Comment by Hank Marquardt on November 24, 2009 at 11:43am
I have to say that both sides are probably right.

It would take 6 lanes each direction to actually *solve* the problem ... but a lot of folks would be quite happy with making it *better* by just getting to 4 each direction through the problem area.

Extending the blue line to Hillside doesn't solve the problem I think that drives this ... Cook/DuPage Commuting (that's me) and all the feeders coming in 88, 294 and the 290 extension ...

Yes it will bring more traffic as people that have choice will pick the faster routes.

I'm all for more/better public transit, but I really don't see avoiding Ike expansion to a consistent width from downtown to Hillside.

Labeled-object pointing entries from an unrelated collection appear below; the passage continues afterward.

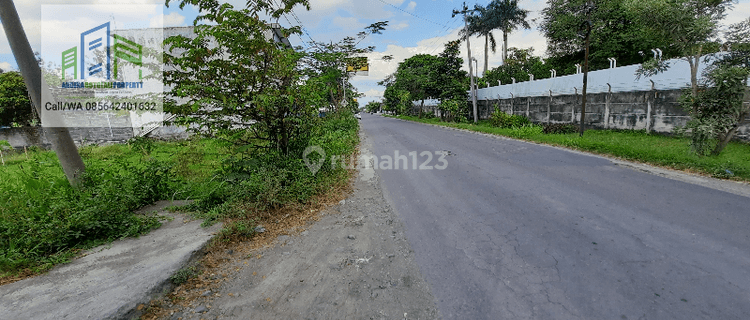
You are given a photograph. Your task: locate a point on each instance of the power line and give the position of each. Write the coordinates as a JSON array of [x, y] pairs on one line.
[[413, 15]]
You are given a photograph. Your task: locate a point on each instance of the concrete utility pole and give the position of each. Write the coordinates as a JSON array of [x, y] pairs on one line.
[[585, 77], [465, 10], [59, 137]]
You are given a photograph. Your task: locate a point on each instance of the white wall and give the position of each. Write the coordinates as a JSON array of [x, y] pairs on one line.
[[622, 79]]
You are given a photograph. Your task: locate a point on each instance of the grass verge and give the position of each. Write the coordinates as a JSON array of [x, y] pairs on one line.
[[633, 145]]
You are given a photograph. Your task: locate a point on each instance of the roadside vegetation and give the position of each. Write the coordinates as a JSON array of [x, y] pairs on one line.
[[45, 221], [253, 109], [634, 145]]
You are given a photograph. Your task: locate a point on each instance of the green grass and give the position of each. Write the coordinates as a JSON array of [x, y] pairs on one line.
[[44, 221], [651, 148]]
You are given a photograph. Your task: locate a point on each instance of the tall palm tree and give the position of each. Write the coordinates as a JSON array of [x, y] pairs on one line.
[[509, 17], [499, 14]]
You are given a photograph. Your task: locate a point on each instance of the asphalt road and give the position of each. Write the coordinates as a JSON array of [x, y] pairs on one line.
[[512, 230]]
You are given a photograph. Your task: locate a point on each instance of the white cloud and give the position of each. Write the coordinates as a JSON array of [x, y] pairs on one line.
[[174, 19], [349, 23], [5, 66], [402, 25]]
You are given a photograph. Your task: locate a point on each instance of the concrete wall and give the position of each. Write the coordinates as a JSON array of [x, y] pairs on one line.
[[616, 98]]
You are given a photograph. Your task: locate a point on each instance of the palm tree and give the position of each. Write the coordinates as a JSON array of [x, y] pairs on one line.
[[499, 14]]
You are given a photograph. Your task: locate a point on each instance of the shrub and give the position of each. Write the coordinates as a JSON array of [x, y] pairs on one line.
[[453, 110], [525, 131], [559, 128], [503, 120]]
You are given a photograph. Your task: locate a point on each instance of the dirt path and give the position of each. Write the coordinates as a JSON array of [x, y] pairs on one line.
[[354, 263]]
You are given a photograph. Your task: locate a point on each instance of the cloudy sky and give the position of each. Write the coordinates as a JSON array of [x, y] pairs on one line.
[[414, 27]]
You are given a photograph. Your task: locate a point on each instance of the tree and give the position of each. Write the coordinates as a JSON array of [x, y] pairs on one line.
[[232, 81], [520, 63], [15, 106], [722, 101], [326, 64], [452, 82], [506, 16], [615, 33], [688, 25]]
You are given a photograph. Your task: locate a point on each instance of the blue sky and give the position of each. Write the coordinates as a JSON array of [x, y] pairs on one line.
[[415, 26]]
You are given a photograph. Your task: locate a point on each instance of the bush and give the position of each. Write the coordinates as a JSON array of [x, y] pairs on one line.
[[270, 180], [526, 131], [453, 110], [44, 219], [501, 119], [559, 128]]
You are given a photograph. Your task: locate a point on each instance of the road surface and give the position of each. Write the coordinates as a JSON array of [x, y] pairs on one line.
[[513, 230]]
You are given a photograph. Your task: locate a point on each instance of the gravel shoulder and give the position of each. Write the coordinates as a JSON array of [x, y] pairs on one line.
[[354, 263]]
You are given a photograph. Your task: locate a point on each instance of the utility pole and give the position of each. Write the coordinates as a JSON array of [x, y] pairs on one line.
[[465, 11], [59, 137], [587, 25]]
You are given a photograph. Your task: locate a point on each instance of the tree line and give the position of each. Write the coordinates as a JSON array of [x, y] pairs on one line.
[[627, 30]]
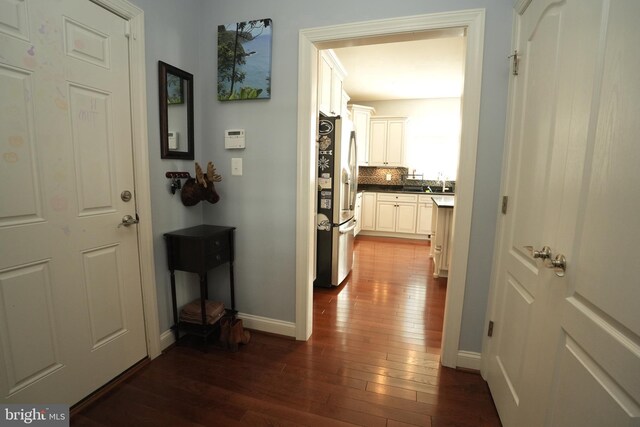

Comment by Russ M on November 24, 2009 at 10:30am
I would be surprised if the western burbs want the EL... I mean where exactly would it go? Unless it is s a town like Oak Park, it still doesnt solve the last mile problem that most suburbs have. I don't think most people driving are coming from that close in.
Comment by John Metzger on November 24, 2009 at 10:19am
Here's the thing: If you widen the Eisenhower, you just get more cars using it. So then you need to widen it again. It's a never-ending cyclical problem. A better option is to invest in some serious public transit improvements. I wasn't really looking forward to the city being turned upside-down by the Olympics, but the one thing for which I did hope, if Chicago had landed them, is that they'd have the money to make some significant investments in the public transit system.